The Mums are very generous and show their appreciation at the end of each year by preparing a big Sudanese lunch for all the volunteers. One year, a group of ladies made us aprons in an African fabric which we all loved. The singing at the December Graduation ceremony is always so beautiful. The ladies perform an extremely moving Thank You song in Dinka and the kids sing Christmas Carols in English; so it’s quite a special mix of old and new.
What is the most challenging aspect of working at the centre?
I suppose being responsible for all the kids, keeping them safe, giving them morning tea.
What have you learnt over the eight years that you have been volunteering?
I have just learnt how many generous people there are; other volunteers who give their time and the Sudanese people themselves. And where else would I have gotten to know people from Sudan?
What are your hopes for the Sudanese community in Sydney?
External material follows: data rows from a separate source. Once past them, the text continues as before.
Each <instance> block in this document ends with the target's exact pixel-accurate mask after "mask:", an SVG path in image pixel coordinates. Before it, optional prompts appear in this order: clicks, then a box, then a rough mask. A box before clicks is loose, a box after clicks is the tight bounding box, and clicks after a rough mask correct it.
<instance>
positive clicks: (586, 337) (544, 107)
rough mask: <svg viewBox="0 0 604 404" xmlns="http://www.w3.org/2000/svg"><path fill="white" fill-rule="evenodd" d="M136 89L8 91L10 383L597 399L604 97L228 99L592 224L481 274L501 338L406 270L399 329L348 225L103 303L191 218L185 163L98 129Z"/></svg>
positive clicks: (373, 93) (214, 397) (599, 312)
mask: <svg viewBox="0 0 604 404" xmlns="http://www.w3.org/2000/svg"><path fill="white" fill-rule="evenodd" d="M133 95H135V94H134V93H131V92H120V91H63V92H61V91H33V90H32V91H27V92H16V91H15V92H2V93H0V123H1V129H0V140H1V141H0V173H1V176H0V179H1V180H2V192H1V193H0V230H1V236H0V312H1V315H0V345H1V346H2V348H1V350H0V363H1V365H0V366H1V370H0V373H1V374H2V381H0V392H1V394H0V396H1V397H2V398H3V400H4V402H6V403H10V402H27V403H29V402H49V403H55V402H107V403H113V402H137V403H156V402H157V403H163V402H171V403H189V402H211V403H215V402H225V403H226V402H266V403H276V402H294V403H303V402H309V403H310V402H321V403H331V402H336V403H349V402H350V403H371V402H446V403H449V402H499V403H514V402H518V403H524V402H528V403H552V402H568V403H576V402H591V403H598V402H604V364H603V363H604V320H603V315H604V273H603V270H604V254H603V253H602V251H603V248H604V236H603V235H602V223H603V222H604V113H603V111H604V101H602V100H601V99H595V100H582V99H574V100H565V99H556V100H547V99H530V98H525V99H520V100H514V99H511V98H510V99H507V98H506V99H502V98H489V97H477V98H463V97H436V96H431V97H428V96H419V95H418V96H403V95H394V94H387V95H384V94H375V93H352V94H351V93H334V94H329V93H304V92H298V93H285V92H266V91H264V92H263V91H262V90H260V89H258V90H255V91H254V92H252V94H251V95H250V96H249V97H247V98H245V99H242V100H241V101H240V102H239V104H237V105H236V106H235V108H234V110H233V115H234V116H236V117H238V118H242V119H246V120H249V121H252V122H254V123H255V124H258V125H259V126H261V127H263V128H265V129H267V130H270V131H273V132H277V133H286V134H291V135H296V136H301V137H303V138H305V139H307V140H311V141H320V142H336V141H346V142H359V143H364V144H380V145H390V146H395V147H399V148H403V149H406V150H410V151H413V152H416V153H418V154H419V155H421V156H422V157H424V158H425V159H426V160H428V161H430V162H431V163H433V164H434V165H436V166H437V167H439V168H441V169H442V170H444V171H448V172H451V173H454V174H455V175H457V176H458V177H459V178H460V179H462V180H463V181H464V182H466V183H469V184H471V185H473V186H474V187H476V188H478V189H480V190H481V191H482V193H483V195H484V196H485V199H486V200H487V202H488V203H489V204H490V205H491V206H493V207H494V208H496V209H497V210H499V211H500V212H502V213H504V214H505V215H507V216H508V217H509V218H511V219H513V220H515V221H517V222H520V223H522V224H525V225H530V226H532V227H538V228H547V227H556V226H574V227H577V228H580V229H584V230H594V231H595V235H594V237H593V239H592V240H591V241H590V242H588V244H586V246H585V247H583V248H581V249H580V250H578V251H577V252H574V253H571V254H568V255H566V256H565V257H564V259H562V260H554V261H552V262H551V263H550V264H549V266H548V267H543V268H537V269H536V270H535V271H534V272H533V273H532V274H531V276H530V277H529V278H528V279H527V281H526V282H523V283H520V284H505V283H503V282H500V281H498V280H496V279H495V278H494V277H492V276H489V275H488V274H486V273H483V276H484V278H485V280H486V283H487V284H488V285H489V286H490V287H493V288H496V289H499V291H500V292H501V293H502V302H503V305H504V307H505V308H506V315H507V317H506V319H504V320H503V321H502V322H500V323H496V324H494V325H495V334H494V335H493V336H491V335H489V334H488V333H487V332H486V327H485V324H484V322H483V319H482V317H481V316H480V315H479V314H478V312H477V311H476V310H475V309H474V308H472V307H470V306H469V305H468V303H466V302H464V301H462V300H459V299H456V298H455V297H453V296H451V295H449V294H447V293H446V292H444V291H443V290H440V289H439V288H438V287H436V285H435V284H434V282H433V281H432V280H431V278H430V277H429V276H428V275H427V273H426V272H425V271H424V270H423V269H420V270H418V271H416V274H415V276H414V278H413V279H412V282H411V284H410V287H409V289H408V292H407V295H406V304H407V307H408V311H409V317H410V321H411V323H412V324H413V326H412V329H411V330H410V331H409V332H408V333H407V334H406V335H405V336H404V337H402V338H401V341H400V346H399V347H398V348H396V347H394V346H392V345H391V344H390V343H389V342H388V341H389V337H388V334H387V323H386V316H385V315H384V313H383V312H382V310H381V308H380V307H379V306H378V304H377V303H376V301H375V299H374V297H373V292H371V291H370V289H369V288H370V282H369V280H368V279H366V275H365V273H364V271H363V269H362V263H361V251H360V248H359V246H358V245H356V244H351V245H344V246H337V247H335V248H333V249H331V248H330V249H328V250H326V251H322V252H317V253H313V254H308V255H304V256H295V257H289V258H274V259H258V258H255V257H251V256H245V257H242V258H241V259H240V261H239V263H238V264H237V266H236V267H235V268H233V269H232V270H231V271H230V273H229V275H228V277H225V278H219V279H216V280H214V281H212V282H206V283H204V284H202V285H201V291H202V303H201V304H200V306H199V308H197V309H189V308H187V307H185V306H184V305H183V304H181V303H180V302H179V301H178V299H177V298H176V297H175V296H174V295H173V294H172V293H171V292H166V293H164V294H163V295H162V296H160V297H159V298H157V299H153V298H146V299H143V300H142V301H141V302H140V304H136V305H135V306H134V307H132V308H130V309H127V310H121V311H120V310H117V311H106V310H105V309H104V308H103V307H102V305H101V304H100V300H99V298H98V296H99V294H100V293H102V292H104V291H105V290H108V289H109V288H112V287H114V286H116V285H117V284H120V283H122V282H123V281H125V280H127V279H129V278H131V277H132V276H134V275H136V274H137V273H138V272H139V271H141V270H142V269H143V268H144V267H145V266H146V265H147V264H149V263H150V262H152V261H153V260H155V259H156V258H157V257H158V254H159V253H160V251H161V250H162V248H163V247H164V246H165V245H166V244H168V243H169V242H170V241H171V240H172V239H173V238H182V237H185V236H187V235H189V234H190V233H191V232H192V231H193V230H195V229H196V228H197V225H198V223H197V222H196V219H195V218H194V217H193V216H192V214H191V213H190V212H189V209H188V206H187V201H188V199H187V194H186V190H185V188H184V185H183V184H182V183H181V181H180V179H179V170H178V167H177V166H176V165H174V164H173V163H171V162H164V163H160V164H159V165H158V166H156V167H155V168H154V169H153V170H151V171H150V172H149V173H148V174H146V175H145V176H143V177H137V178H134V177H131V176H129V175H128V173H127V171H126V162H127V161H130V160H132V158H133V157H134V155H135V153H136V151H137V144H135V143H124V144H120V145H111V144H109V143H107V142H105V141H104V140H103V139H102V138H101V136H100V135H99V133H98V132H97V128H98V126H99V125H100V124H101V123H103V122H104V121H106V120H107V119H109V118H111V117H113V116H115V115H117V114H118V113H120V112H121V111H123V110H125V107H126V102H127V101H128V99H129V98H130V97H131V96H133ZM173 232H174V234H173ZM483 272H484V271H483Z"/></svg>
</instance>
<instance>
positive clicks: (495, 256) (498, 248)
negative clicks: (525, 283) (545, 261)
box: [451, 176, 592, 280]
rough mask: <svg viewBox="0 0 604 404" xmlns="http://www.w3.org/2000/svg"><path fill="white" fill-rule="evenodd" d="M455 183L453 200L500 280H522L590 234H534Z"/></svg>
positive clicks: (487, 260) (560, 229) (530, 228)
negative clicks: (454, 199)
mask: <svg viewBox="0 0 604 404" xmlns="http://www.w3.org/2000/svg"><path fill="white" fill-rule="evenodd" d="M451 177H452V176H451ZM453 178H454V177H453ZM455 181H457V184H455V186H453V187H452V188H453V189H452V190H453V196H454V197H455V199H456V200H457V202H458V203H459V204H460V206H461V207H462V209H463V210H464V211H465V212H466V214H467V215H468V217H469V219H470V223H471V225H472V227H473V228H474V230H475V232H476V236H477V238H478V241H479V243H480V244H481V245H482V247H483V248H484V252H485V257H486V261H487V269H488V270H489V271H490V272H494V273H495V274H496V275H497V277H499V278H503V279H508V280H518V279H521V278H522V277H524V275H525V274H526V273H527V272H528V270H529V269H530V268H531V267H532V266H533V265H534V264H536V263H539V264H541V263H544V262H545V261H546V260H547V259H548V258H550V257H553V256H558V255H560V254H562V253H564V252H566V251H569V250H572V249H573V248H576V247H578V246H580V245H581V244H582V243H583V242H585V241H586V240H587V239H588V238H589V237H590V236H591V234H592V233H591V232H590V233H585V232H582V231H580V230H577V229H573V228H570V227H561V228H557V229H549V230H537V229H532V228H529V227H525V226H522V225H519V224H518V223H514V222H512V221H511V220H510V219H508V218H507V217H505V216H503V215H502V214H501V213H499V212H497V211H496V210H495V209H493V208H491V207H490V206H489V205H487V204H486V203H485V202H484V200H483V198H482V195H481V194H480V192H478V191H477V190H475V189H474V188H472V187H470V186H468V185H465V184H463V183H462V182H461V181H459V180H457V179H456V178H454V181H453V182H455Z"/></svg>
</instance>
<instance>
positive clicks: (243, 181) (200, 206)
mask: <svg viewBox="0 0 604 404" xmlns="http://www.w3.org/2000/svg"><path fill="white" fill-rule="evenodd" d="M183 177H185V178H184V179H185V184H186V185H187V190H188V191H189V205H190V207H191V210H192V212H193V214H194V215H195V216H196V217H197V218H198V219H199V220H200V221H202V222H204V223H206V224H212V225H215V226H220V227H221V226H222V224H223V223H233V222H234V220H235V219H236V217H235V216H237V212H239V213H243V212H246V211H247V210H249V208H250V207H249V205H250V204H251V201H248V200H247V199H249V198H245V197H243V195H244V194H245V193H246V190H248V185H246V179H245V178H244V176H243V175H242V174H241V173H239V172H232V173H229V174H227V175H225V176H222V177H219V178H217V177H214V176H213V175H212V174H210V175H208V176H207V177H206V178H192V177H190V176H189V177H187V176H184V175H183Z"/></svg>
I just hope that they are happy and that they feel accepted here.
What would you say to those considering volunteering?
I would say 'Go for it'. It is so lovely playing with the children and they are great fun. It is wonderful to meet the Mums. They make such a huge effort to get here; they have to put the kids in the car and drive half an hour to an hour to get here. Others come by train and until recently Flemington station didn’t have a lift and so they had to go up and down all those stairs with a pram.
They are just desperate to learn English and get ahead. And it is so good for the kids to see their mothers working so hard to learn.